Managing Your Tax Advisors: Part 3

Tax law is a strange and mysterious world for many people, even most lawyers. The law is constantly changing, the concepts are challenging and the results are often counter-intuitive, making it a source of frustration for those forced to deal with it. Many businesses treat Tax (which is really just another area of law) as a completely separate department from Legal, making it that much more difficult to integrate the work of the two.

In over 30 years of practice, I have had the privilege of working with many in-house legal and tax departments, and have seen what works well and what could be improved. To help businesses and their legal groups get the most out of their tax advisors (internal and external) in a productive and cost-efficient way, I am sharing a series of three articles with tips and best practices. (Click on the links below for the other two articles.)

Part 3: The Most Common Problem Areas

It is useful to identify some of the most common areas where contentious tax issues may arise.
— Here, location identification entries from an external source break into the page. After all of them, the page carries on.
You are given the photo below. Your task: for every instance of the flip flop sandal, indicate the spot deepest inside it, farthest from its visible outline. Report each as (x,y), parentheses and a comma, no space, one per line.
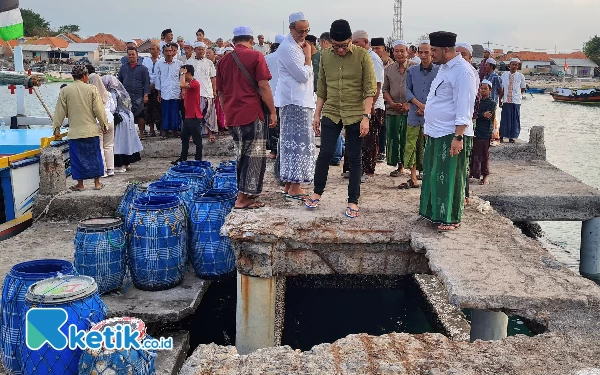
(352,210)
(251,206)
(453,227)
(311,203)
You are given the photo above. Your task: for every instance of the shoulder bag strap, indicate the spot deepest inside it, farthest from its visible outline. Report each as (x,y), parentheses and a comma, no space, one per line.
(245,72)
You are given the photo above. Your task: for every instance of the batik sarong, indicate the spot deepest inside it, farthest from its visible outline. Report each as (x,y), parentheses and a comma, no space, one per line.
(415,146)
(86,158)
(480,157)
(297,144)
(171,119)
(250,143)
(370,147)
(396,139)
(510,123)
(207,106)
(444,179)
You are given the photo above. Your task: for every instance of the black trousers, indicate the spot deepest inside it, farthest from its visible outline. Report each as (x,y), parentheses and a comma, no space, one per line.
(193,127)
(330,132)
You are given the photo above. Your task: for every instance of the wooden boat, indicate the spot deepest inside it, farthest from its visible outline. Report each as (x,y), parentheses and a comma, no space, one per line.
(533,90)
(581,96)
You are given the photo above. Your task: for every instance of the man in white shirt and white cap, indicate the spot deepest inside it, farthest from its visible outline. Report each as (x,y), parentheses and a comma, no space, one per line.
(448,119)
(295,100)
(487,53)
(370,147)
(205,73)
(261,46)
(513,86)
(271,60)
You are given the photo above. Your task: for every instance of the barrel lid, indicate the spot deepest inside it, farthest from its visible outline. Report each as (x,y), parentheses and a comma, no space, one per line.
(135,324)
(61,289)
(101,222)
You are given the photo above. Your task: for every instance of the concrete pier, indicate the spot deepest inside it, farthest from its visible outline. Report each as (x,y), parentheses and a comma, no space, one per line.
(589,265)
(488,325)
(488,265)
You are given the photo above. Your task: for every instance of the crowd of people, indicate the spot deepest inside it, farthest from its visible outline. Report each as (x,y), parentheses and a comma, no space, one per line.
(424,110)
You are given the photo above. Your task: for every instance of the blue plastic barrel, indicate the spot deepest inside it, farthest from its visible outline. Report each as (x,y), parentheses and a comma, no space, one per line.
(78,296)
(197,177)
(211,254)
(100,252)
(21,277)
(202,164)
(157,229)
(225,180)
(133,192)
(131,361)
(178,187)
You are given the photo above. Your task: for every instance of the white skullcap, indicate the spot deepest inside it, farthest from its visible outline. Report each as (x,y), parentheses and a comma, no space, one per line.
(297,17)
(467,46)
(242,31)
(360,34)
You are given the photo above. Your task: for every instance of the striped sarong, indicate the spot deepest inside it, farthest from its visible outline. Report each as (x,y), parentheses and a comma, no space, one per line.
(250,143)
(207,106)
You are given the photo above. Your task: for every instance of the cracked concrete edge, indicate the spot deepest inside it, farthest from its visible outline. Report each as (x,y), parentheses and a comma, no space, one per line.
(450,318)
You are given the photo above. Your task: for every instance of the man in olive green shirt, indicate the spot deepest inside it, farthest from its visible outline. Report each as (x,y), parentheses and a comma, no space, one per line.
(345,92)
(82,104)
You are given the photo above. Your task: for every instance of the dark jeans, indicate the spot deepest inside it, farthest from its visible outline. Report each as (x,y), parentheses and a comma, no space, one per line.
(193,127)
(330,132)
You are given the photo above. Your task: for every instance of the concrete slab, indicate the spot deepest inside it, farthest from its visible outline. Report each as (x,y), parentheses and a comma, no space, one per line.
(169,362)
(55,240)
(404,354)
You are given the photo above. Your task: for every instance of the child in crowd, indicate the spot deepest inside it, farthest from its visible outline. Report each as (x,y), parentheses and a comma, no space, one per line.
(480,155)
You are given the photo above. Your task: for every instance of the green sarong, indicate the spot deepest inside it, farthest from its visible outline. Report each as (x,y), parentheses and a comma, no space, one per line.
(415,145)
(444,179)
(396,139)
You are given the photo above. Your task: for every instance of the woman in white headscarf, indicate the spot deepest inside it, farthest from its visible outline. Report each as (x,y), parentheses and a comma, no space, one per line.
(107,140)
(127,140)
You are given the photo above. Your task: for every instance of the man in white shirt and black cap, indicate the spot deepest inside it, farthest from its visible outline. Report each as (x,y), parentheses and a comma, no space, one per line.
(271,60)
(448,119)
(205,73)
(295,100)
(513,86)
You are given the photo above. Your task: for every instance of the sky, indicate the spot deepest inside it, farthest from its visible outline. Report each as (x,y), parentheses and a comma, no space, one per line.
(510,25)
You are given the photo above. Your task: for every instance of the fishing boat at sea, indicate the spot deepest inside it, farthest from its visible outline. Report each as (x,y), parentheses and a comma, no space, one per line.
(580,96)
(21,140)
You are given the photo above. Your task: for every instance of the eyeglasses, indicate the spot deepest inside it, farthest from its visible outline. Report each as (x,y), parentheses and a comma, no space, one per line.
(302,32)
(340,46)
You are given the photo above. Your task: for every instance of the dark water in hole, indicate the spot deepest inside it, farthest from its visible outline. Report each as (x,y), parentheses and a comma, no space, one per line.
(321,314)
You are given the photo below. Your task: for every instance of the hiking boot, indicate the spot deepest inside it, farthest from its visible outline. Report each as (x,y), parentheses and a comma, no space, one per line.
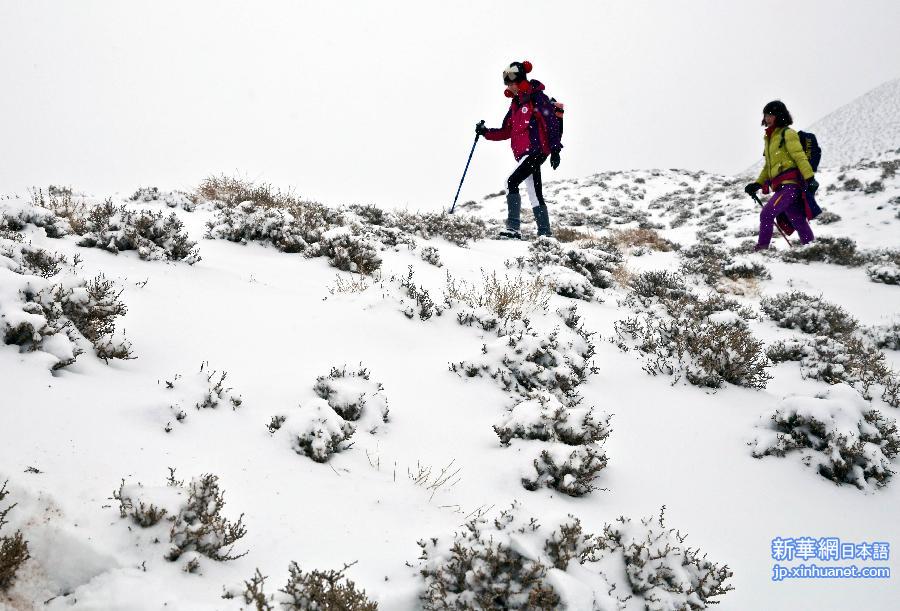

Simply knowing that a particular item is tax-sensitive and what to look for can help counsel avoid landmines and use their tax advisors in a timely and cost-efficient manner.

When Value Changes Hands, Think Tax

When value is conveyed from one person to another, tax people think about at least three things:

  • Does sales/use tax (i.e., GST/HST) apply?
  • Does the transferor realize a gain or profit for tax purposes? 
  • Is this a value-for-value transaction (and if not has a taxable benefit been conferred)?

In the case of property transfers, any excess of “proceeds of disposition” realized over the property’s “cost amount” generally triggers some form of gain or income for tax purposes.

While in most cases a property’s “proceeds of disposition” will be its fair market value (i.e., assuming two arm’s-length parties negotiating with adverse interests), this is not always so:

  • In some cases, the tax statute may deem the “proceeds of disposition” to be more or less than a property’s fair market value (e.g., certain permissible tax-deferred transactions); and
  • On non-arm’s-length transactions, the CRA has much greater ability to challenge whether the amount agreed on by the parties really is the property’s “fair market value.”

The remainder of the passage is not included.